Book Review: The New Jim Crow by Michelle Alexander

Published: January 5, 2010
Publisher: The New Press Inc.
Received: purchased
Read from October 31 to November 22, 2020

Summary from Goodreads:

"Jarvious Cotton's great-great-grandfather could not vote as a slave. His great-grandfather was beaten to death by the Klu Klux Klan for attempting to vote. His grandfather was prevented from voting by Klan intimidation; his father was barred by poll taxes and literacy tests. Today, Cotton cannot vote because he, like many black men in the United States, has been labeled a felon and is currently on parole."

As the United States celebrates the nation's "triumph over race" with the election of Barack Obama, the majority of young black men in major American cities are locked behind bars or have been labeled felons for life. Although Jim Crow laws have been wiped off the books, an astounding percentage of the African American community remains trapped in a subordinate status--much like their grandparents before them.

In this incisive critique, former litigator-turned-legal-scholar Michelle Alexander provocatively argues that we have not ended racial caste in America: we have simply redesigned it. Alexander shows that, by targeting black men and decimating communities of color, the U.S. criminal justice system functions as a contemporary system of racial control, even as it formally adheres to the principle of color blindness. The New Jim Crow challenges the civil rights community--and all of us--to place mass incarceration at the forefront of a new movement for racial justice in America.

Review:

This book is a decade old, but it is still relevant to the current situation in the United States. Really, it's quite striking how much that is true. The book was published not long after Barack Obama became president, and references to that are made in the book. Now, after another Obama term and a Trump one, this book is as true as ever.
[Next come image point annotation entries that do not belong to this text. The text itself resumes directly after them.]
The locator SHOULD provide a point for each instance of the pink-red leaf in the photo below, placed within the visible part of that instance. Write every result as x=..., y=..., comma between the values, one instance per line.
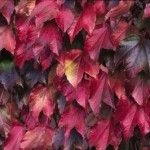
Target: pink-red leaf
x=50, y=35
x=73, y=117
x=14, y=138
x=5, y=121
x=146, y=11
x=100, y=91
x=139, y=88
x=119, y=32
x=23, y=53
x=105, y=132
x=134, y=53
x=86, y=21
x=99, y=7
x=122, y=8
x=64, y=18
x=7, y=8
x=131, y=116
x=44, y=11
x=41, y=100
x=39, y=137
x=7, y=39
x=76, y=63
x=100, y=38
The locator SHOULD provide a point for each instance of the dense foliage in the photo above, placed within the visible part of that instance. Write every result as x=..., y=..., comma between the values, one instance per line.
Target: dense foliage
x=74, y=74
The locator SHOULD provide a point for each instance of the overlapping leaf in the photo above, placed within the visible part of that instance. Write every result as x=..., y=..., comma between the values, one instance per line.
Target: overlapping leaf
x=76, y=64
x=131, y=116
x=39, y=137
x=82, y=22
x=41, y=100
x=134, y=53
x=14, y=138
x=100, y=91
x=100, y=38
x=73, y=117
x=105, y=133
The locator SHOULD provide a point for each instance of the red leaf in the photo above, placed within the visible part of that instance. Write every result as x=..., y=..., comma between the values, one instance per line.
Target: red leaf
x=119, y=33
x=99, y=7
x=134, y=53
x=5, y=121
x=131, y=116
x=105, y=133
x=139, y=88
x=46, y=58
x=83, y=93
x=76, y=63
x=100, y=91
x=44, y=11
x=73, y=117
x=7, y=8
x=64, y=18
x=25, y=7
x=82, y=2
x=23, y=53
x=117, y=83
x=86, y=20
x=39, y=137
x=50, y=35
x=146, y=11
x=44, y=55
x=40, y=100
x=73, y=71
x=7, y=39
x=100, y=38
x=122, y=8
x=14, y=138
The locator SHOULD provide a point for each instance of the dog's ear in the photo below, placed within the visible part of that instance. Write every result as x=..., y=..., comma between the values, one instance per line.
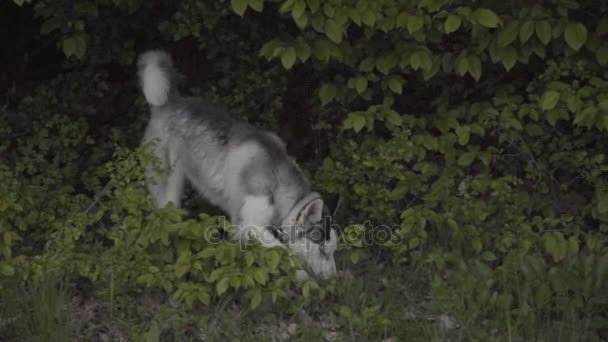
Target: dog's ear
x=332, y=203
x=312, y=213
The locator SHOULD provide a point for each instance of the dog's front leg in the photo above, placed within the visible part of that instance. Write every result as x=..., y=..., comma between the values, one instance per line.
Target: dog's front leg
x=255, y=216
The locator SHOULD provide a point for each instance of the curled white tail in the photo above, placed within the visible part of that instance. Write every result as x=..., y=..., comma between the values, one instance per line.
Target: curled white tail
x=155, y=76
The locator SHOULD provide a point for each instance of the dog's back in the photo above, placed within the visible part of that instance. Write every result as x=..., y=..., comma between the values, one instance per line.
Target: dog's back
x=227, y=160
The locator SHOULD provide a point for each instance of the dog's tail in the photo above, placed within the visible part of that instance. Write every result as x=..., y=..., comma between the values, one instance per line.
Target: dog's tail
x=156, y=77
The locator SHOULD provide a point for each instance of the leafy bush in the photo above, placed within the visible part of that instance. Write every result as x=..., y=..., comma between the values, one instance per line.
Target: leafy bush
x=466, y=139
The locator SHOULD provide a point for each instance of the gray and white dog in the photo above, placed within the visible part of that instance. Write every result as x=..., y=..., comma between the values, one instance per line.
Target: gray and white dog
x=242, y=169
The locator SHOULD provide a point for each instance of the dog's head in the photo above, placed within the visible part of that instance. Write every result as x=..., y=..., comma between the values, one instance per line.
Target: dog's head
x=310, y=234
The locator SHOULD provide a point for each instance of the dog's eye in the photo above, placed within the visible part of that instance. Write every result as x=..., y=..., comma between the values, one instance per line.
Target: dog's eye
x=316, y=233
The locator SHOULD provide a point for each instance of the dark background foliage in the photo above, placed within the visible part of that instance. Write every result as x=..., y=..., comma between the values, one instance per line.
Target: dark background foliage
x=467, y=140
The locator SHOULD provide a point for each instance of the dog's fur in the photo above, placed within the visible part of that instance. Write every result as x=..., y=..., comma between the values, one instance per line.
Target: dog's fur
x=243, y=170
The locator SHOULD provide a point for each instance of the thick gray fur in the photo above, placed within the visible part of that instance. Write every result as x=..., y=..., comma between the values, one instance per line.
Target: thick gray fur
x=242, y=169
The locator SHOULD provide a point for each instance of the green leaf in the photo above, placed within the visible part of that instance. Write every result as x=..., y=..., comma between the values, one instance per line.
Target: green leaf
x=298, y=9
x=452, y=23
x=288, y=58
x=474, y=64
x=333, y=31
x=508, y=56
x=462, y=64
x=463, y=133
x=358, y=122
x=602, y=55
x=260, y=276
x=549, y=99
x=203, y=297
x=257, y=5
x=395, y=85
x=360, y=84
x=543, y=31
x=369, y=18
x=414, y=23
x=573, y=246
x=486, y=17
x=575, y=35
x=393, y=117
x=256, y=298
x=69, y=46
x=313, y=5
x=303, y=51
x=602, y=202
x=6, y=269
x=327, y=93
x=239, y=6
x=222, y=285
x=488, y=256
x=526, y=30
x=466, y=158
x=508, y=34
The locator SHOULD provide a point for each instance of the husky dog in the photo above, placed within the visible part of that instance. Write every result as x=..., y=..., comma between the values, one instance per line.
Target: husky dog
x=243, y=170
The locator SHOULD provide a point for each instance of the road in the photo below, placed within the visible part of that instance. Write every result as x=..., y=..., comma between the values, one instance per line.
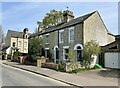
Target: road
x=16, y=77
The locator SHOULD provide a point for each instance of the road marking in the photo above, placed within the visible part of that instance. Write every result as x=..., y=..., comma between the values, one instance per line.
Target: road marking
x=36, y=74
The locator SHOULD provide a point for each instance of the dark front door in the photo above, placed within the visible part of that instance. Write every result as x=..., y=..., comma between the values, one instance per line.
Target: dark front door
x=57, y=53
x=66, y=53
x=79, y=53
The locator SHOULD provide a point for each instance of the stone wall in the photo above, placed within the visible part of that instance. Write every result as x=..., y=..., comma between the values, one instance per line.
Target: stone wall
x=95, y=29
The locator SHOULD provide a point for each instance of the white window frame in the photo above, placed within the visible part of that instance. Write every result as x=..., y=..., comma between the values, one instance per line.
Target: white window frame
x=71, y=28
x=19, y=43
x=25, y=43
x=61, y=31
x=47, y=39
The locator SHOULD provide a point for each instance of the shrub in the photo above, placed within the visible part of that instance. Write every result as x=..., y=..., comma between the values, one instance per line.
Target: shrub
x=42, y=57
x=61, y=67
x=50, y=65
x=15, y=56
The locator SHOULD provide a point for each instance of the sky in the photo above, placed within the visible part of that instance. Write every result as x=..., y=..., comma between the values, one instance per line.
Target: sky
x=18, y=15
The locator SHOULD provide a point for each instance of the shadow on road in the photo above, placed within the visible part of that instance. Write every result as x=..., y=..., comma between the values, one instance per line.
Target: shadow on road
x=111, y=73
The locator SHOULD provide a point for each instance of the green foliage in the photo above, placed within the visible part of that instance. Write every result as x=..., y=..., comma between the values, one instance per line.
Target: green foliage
x=35, y=48
x=42, y=57
x=71, y=55
x=97, y=66
x=54, y=17
x=90, y=48
x=61, y=66
x=15, y=56
x=3, y=55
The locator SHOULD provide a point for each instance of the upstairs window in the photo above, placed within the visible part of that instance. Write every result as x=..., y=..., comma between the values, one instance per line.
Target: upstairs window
x=19, y=43
x=61, y=36
x=25, y=43
x=47, y=38
x=71, y=34
x=13, y=44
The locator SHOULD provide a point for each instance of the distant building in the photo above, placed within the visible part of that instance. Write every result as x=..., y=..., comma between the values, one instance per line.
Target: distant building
x=16, y=41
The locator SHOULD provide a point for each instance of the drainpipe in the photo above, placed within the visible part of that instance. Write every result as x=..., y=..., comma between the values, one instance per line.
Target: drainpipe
x=58, y=46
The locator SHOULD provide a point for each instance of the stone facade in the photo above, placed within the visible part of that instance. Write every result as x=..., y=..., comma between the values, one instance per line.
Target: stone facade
x=16, y=40
x=85, y=28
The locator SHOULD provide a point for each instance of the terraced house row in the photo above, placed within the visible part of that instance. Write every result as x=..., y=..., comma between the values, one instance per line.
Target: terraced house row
x=76, y=32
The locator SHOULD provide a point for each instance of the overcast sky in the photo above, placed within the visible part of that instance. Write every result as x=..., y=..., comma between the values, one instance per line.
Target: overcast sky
x=18, y=15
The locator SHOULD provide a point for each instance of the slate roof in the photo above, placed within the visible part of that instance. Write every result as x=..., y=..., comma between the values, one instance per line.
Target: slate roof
x=65, y=25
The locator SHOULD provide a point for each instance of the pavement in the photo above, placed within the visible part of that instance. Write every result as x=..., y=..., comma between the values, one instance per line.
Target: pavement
x=16, y=77
x=99, y=77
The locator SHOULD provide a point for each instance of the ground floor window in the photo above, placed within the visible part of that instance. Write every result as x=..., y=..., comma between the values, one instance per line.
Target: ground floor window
x=47, y=53
x=78, y=48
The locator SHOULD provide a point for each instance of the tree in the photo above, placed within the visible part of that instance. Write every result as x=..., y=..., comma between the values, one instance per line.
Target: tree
x=90, y=49
x=53, y=18
x=35, y=48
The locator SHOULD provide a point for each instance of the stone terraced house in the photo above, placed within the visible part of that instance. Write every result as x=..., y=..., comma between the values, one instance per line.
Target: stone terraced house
x=75, y=31
x=16, y=40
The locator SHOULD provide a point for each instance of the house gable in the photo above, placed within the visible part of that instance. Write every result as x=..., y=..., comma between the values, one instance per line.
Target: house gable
x=95, y=29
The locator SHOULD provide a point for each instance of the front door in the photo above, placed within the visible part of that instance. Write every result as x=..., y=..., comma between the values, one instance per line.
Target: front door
x=79, y=53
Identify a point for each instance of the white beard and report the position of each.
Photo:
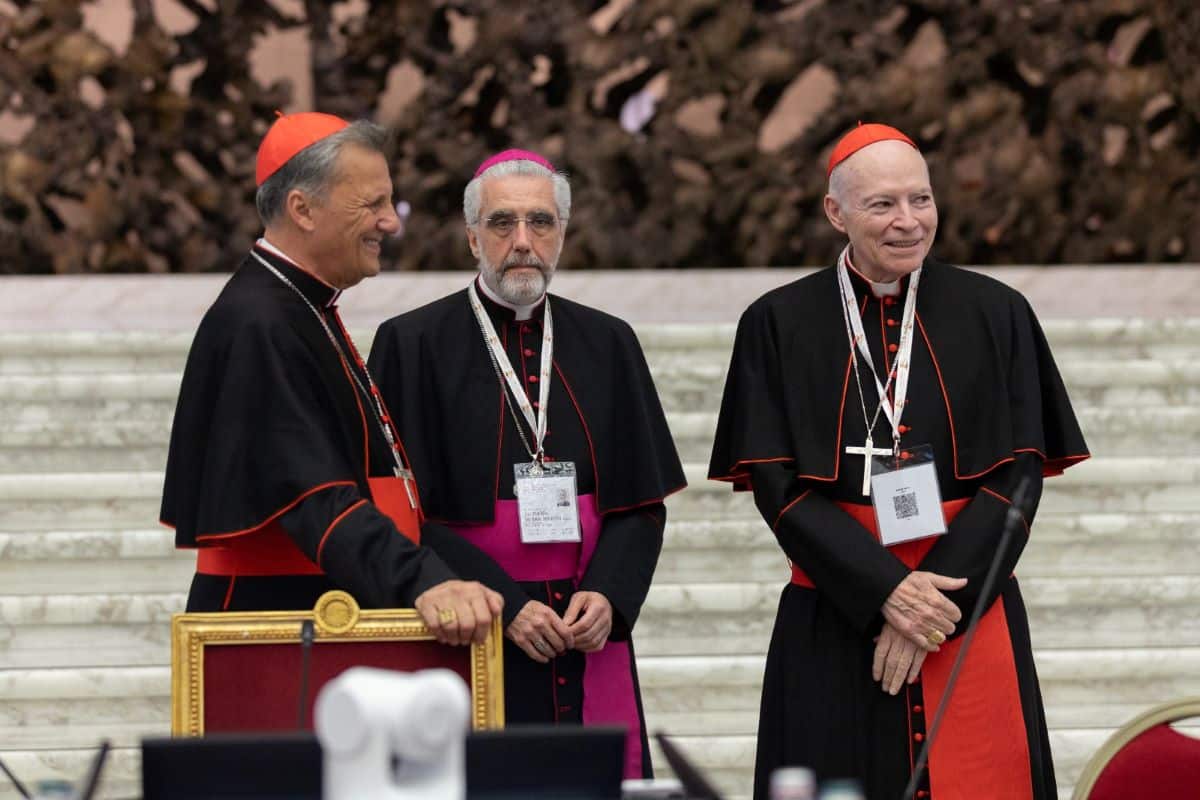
(517, 288)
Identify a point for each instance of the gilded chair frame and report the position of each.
(1171, 711)
(336, 618)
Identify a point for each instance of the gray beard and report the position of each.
(522, 290)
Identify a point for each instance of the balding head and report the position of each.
(881, 198)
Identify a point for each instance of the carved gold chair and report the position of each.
(247, 672)
(1146, 758)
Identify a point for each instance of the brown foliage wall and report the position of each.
(695, 131)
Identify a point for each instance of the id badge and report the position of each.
(906, 497)
(547, 503)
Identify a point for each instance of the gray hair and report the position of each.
(473, 196)
(312, 169)
(839, 180)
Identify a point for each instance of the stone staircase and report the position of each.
(89, 581)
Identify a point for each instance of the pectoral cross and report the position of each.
(406, 476)
(867, 451)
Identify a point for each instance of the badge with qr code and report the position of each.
(906, 497)
(547, 505)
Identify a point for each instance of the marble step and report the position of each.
(121, 779)
(720, 619)
(90, 500)
(130, 350)
(695, 552)
(61, 443)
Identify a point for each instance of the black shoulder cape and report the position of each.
(790, 373)
(267, 413)
(453, 438)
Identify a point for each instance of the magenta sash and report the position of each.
(607, 674)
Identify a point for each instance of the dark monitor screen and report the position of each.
(229, 767)
(526, 763)
(544, 762)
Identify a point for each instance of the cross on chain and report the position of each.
(867, 451)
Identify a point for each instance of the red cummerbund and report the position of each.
(911, 553)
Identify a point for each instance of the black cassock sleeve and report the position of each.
(840, 557)
(473, 564)
(623, 564)
(973, 536)
(360, 549)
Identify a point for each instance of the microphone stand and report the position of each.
(21, 787)
(1012, 519)
(306, 635)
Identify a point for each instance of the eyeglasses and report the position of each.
(539, 223)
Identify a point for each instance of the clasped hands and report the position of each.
(543, 635)
(917, 619)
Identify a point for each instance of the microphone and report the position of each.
(306, 635)
(21, 787)
(93, 781)
(1013, 518)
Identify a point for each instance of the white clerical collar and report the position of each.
(522, 312)
(275, 251)
(889, 289)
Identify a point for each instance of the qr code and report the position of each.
(905, 505)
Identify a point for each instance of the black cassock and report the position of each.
(273, 451)
(985, 394)
(437, 377)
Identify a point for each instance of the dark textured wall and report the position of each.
(1056, 131)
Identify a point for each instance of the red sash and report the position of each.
(911, 553)
(983, 739)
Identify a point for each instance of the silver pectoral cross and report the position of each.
(868, 451)
(406, 476)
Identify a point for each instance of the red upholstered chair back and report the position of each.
(1146, 758)
(241, 672)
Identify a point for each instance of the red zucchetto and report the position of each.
(289, 134)
(859, 138)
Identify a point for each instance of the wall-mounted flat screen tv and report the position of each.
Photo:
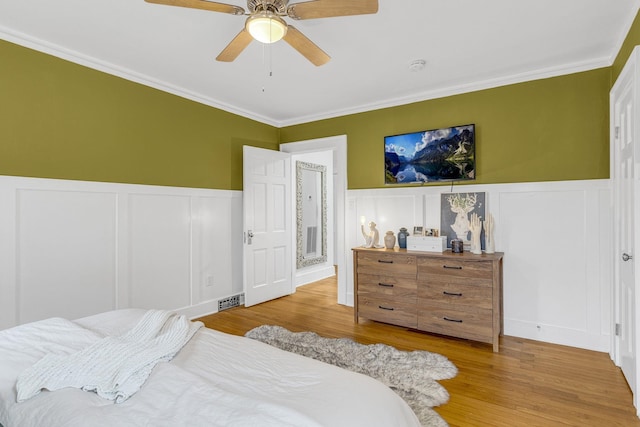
(446, 154)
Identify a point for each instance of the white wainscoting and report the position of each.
(557, 244)
(75, 248)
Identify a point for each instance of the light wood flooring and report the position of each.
(528, 383)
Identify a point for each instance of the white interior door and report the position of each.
(268, 225)
(625, 187)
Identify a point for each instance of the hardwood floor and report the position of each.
(528, 383)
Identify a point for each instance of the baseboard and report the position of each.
(556, 335)
(304, 277)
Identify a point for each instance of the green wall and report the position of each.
(62, 120)
(66, 121)
(544, 130)
(632, 40)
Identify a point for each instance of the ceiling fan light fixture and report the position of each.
(266, 27)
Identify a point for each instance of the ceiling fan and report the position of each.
(265, 22)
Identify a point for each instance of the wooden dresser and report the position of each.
(451, 294)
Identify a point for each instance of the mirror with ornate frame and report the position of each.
(311, 214)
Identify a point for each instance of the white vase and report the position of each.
(389, 240)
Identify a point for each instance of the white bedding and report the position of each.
(217, 379)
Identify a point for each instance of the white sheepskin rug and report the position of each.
(412, 375)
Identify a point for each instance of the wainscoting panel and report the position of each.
(75, 248)
(159, 251)
(65, 250)
(557, 245)
(71, 248)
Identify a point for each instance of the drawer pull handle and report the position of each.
(452, 294)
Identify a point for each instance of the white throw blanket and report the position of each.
(114, 367)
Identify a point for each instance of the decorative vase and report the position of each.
(402, 238)
(457, 246)
(389, 240)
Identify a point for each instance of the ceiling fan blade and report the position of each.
(235, 48)
(330, 8)
(202, 4)
(306, 47)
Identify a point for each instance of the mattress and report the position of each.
(217, 379)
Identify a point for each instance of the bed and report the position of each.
(216, 379)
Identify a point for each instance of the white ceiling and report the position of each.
(467, 45)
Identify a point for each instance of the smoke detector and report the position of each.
(417, 65)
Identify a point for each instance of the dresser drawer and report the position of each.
(475, 325)
(447, 270)
(453, 294)
(386, 264)
(387, 286)
(389, 310)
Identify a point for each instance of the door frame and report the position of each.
(630, 75)
(338, 144)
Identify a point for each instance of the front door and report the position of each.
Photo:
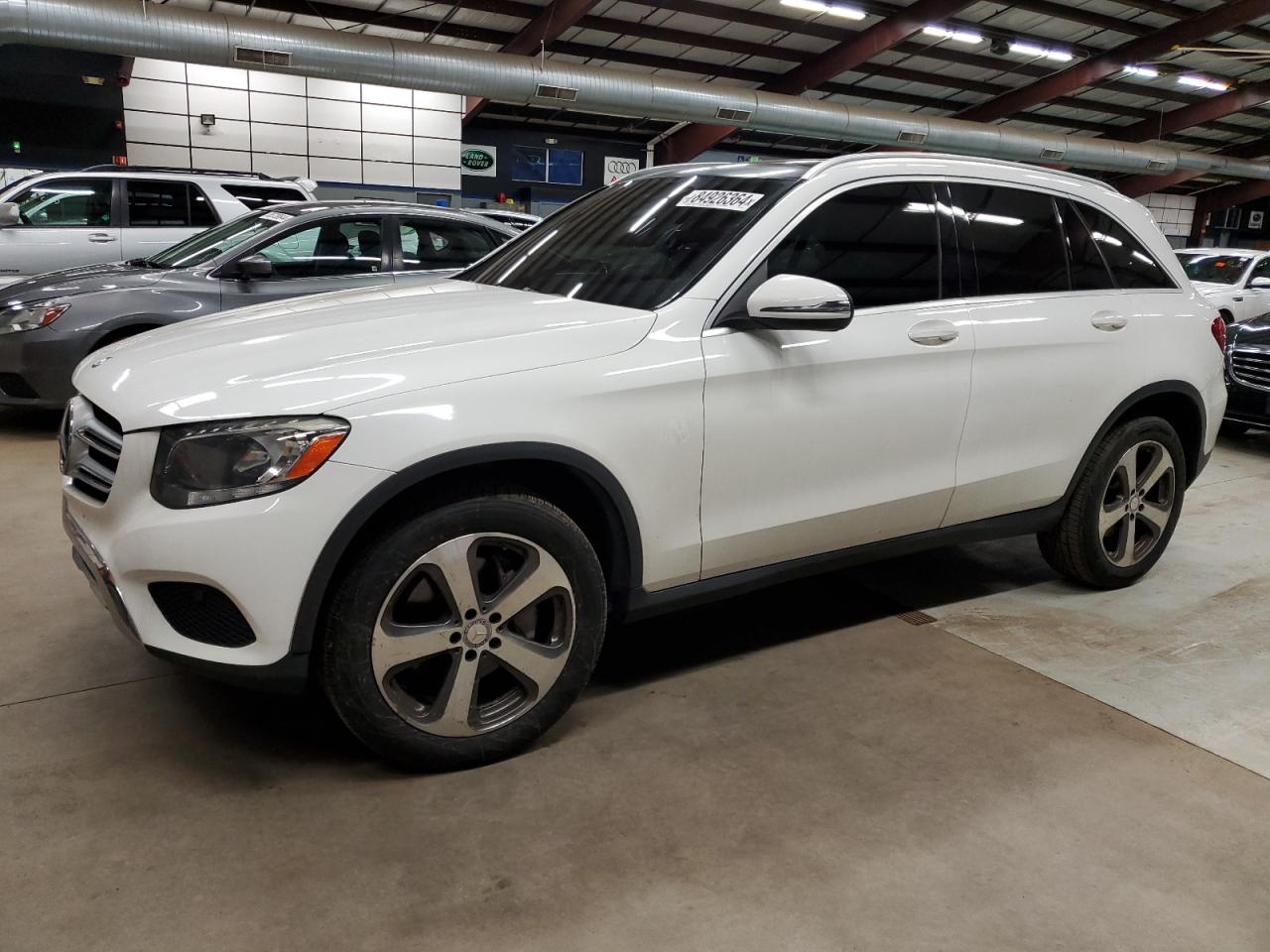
(64, 223)
(338, 254)
(822, 440)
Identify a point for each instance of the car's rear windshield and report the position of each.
(209, 244)
(1216, 268)
(636, 244)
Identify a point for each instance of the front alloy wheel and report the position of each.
(460, 635)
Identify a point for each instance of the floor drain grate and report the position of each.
(916, 617)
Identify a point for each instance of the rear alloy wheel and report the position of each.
(1124, 507)
(471, 649)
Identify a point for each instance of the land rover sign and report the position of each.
(479, 160)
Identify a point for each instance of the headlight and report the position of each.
(220, 462)
(30, 316)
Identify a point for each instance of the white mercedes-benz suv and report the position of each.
(698, 380)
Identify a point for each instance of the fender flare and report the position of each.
(308, 615)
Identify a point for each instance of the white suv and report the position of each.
(698, 380)
(117, 213)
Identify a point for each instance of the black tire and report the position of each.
(373, 572)
(1075, 547)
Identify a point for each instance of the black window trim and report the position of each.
(121, 190)
(268, 238)
(721, 312)
(1078, 200)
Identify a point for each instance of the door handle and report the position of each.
(934, 333)
(1105, 320)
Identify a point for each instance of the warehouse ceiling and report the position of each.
(1194, 73)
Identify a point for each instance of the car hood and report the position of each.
(82, 281)
(317, 354)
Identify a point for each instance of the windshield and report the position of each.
(208, 244)
(1216, 268)
(638, 244)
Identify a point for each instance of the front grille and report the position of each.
(1251, 367)
(13, 385)
(90, 443)
(202, 613)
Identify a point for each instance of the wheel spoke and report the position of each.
(1156, 516)
(451, 557)
(452, 708)
(538, 662)
(544, 576)
(1156, 468)
(398, 644)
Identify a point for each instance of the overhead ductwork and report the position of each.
(135, 28)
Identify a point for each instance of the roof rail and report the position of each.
(226, 173)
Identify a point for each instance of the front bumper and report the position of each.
(258, 552)
(36, 368)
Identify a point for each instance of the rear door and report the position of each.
(1062, 313)
(64, 223)
(336, 254)
(439, 246)
(160, 213)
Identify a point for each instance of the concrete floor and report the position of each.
(798, 770)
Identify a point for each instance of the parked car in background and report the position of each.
(1236, 280)
(698, 380)
(521, 221)
(49, 324)
(113, 213)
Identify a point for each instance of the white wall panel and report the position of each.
(221, 103)
(386, 149)
(158, 128)
(385, 95)
(335, 144)
(436, 125)
(222, 159)
(445, 102)
(289, 111)
(437, 177)
(334, 169)
(436, 151)
(226, 134)
(385, 118)
(200, 75)
(267, 137)
(334, 89)
(158, 68)
(388, 175)
(334, 114)
(155, 96)
(281, 167)
(145, 154)
(277, 82)
(291, 126)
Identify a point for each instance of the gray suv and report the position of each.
(50, 324)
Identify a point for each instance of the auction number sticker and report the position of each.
(725, 200)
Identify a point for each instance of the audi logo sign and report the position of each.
(619, 168)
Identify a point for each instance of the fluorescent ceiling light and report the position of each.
(1024, 49)
(1201, 82)
(961, 36)
(848, 13)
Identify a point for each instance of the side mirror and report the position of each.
(798, 302)
(254, 268)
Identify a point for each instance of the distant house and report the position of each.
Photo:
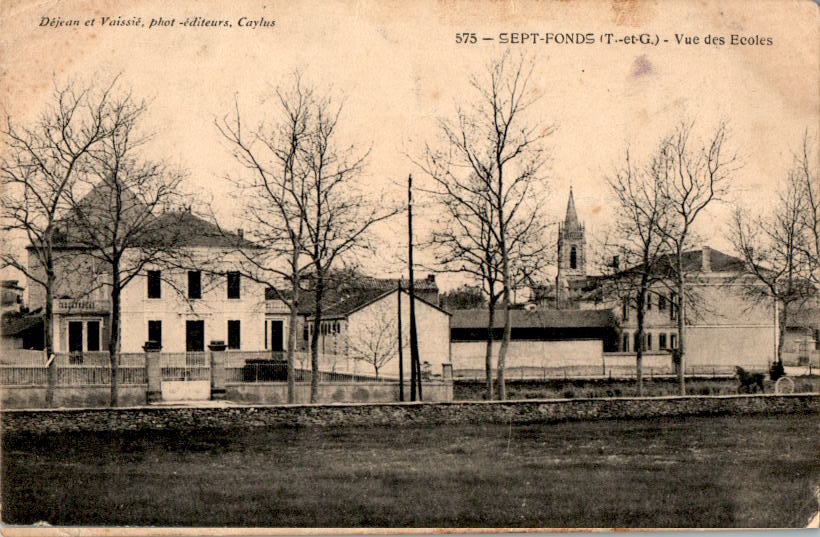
(180, 308)
(724, 326)
(801, 342)
(359, 326)
(540, 338)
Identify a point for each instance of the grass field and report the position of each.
(687, 472)
(753, 471)
(470, 390)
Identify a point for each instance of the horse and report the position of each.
(749, 382)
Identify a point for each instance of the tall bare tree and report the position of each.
(691, 176)
(121, 213)
(487, 175)
(41, 163)
(374, 341)
(778, 245)
(274, 196)
(639, 242)
(338, 215)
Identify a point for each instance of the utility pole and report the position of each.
(415, 366)
(401, 352)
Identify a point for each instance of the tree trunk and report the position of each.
(314, 340)
(505, 340)
(681, 327)
(114, 339)
(48, 333)
(641, 305)
(488, 357)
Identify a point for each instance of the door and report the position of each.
(75, 342)
(277, 336)
(195, 336)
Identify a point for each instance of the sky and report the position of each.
(399, 69)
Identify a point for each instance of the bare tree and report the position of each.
(778, 246)
(639, 242)
(374, 340)
(120, 213)
(41, 163)
(337, 215)
(274, 198)
(804, 179)
(487, 177)
(691, 177)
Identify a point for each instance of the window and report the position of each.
(92, 335)
(233, 285)
(194, 336)
(155, 332)
(277, 336)
(154, 284)
(83, 336)
(233, 335)
(194, 284)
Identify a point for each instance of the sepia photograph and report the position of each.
(365, 266)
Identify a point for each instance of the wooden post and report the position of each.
(401, 352)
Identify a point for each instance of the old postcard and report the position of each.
(376, 266)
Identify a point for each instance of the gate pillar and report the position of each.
(153, 371)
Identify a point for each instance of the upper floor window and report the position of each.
(194, 284)
(154, 284)
(233, 285)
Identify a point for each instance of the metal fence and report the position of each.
(595, 372)
(185, 365)
(20, 367)
(90, 368)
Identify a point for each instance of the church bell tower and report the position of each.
(571, 254)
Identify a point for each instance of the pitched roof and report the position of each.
(349, 291)
(13, 324)
(538, 318)
(693, 262)
(179, 228)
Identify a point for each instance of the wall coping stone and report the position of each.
(516, 402)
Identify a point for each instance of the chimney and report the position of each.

Much of what is covered in this book are things that I've already known from other reading, but that didn't make it any less compelling. Alexander has done a great job of providing data about the current state of incarceration in the United States. I know this saying has become quite cliche, but this book should be required reading. These are things that every American should be aware of, yet too few are.

I highly encourage everyone to pick up this book.